Chiude i top5 l’emiliano Antonio Rusce, con Zanni, anche 2° nel CIR Promozione, sempre sulla vettura ceca, con cui spaziano da gare per l’assoluto a quelle regionali, diventando uno tra i più importanti protagonisti del panorama rallistico italiano. Altro siciliano al traguardo nei top10 il cefaludese Marco Runfola affiancato dal toscano Michi, che ha dimostrato di aver un buon passo sulle strade amiche e la sua posizione finale in classifica, lo ripaga in modo eregio. 7^ piazza ed altro positivo risultato per la coppia francese Boulenc-Barozzi, sulla 2^ Yaris di Toyota Gazoo Racing Italy, che stanno dimostrando costanza e velocità in ascesa, come testimoniano il 45 e 4° tempo assoluto, con cui hanno concluso la Targa edizione 2026. Infine 3 Skoda con altrettanti equipaggi suggellano i migliori 10 della generale e sono: Sulpizio-Fenoli, Porta-Lazzarini e Tribuzio-Darderi, però con distacchi assai rilevanti dalla vetta
Come Nucita, anche Di Pietro, con Nesti, fa doppietta, però nel CIAR 2 Ruote Motrici e porta al successo la 208 turbo, davanti ad una marea di Lancia Rally4. L’ossolano svetta in 6 delle 10 PS di gara, domina la scena siciliana delle “tuttoavanti” e lascia a 71,8s Christopher Lucchesi, felice del 2° posto di categoria avendo ritrovato ritmo e morale, dopo essersi difeso dagli attacchi di Cambiaghi-Paganoni, 3i a 84,4 dal leader
In Sicilia debuttava il CIAR Junior, che ha visto il netto dominio di Lorenzo Varesco, con Isabel Goss. Il pilota trentino è stato il migliore fra i talenti di Aci Team Italia ed ha lasciato a 45s Nerobutto-Zaramella, 2i all’arrivo, dopo aver lottato con Scalet e Cervi, che hanno chiuso il podio dei top3 dei giovani emergenti. Nella Power Stage però, i più veloci sono stati Siccardi e Sappracone.

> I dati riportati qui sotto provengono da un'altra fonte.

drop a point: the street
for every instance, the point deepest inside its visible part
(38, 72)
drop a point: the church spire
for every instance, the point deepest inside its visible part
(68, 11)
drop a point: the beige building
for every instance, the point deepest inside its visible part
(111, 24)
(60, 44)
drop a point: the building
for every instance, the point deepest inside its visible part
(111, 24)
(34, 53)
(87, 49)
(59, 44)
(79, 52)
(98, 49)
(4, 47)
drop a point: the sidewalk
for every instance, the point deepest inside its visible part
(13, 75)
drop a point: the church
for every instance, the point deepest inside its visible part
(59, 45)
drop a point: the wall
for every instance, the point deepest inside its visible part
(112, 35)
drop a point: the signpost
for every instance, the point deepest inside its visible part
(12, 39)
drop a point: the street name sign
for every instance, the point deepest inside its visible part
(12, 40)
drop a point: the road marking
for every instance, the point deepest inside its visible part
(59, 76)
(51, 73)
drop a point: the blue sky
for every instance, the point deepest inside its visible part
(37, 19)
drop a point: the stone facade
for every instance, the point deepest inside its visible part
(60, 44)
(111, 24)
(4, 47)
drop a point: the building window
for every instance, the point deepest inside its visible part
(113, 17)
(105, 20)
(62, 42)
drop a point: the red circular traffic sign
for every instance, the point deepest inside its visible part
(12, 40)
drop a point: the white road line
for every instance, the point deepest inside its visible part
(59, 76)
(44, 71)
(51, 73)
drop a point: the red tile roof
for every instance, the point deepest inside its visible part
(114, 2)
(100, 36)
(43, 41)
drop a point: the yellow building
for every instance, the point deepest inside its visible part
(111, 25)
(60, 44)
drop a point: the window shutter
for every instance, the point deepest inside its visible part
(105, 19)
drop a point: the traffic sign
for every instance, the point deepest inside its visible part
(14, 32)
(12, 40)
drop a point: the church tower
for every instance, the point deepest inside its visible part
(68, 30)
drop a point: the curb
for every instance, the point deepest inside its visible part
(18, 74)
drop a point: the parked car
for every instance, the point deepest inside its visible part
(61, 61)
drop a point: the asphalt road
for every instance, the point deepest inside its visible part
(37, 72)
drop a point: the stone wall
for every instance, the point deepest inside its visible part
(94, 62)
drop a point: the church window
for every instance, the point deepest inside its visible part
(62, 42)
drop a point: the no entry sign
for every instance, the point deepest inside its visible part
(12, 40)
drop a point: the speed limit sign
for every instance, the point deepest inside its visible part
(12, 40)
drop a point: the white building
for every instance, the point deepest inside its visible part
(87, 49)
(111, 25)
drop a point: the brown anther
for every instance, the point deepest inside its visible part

Nelle speciali classifiche 2026, collegate ai titoli tricolori CIAR di quest’anno, positiva gara di Moricci-Garavaldi sulla nuova Fiesta Rally3, così come hanno fatto i pavesi Nicelli e Bertelegni tra le Rally5, sulla Clio. Nella lotta al femminile, altra vittoria della salentina Sara Carra, con Federica Mauri, brave a replicare la vittoria in terra toscana, sebbene la lotta con Maira Zanotti sulla ex Yaris trofeo, si svolga su piani differenti. Infine altro positivo risultato per Vittorio Ceccato, con Tiraboschi, tra gli Over 55 mentre nel 1° atto della Suzuki Rally Cup, svetta l’esperto Roberto Pellè, navigato da Luca Franceschini, su una Swift Sport Hybrid.